Part 6

_Ants._ _Lasius flavus_ lays its eggs in the autumn, and the young larvae pass the winter in the nest. The males and females leave the cocoons in June, and pair during July and August. The males fly out of the nest with the females, but they do not return to it; ‘they die shortly after pairing.’ It is also believed that the females do not return to the nest, but found new colonies; this point is however one of the most uncertain in the natural history of ants. On the other hand it is quite certain that the female may live for years within the nest, continuing to lay fertilized eggs. Old females are sometimes found in the colony, with their jaws worn down to the hypodermis.

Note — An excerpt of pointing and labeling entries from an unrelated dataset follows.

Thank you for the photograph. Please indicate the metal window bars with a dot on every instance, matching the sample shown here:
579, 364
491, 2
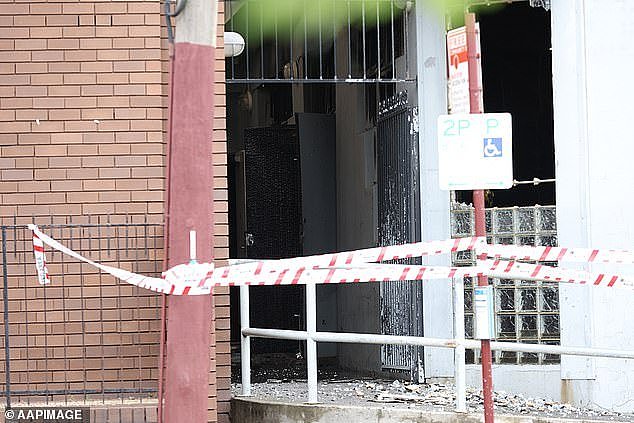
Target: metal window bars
525, 311
332, 41
85, 338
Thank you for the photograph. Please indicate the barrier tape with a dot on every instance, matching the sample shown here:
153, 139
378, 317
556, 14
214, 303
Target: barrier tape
180, 280
293, 275
347, 267
40, 261
578, 255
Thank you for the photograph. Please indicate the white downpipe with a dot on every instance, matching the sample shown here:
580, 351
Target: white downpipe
459, 352
245, 342
311, 344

Breeding experiments confirm these statements. P. Huber[17] and Christ have already put the life of the female at three to four years, and Sir John Lubbock, who has been lately occupied with the natural history of ants, was able to keep a female worker of _Formica sanguinea_ alive for five years; and he has been kind enough to write and inform me that two females of _Formica fusca_, which he captured in a wood together with ten workers, in December 1874, are still alive (July 1881), so that these insects live as imagos for six and a half years or more[18].

On the other hand, Sir John Lubbock never succeeded in keeping the males ‘alive longer than a few weeks.’ Both the older and more recent observers agree in stating that female ants, like queen bees, are always protected as completely as possible from injury and danger. Dr. A. Forel, whose thorough knowledge of Swiss ants is well known, writes to me,—‘The female ants are only once fertilized, and are then tended by the workers, being cleaned and fed in the middle of the nest: one often finds them with only three legs, and with their chitinous armour greatly worn. They never leave the centre of the nest, and their only duty is to lay eggs.’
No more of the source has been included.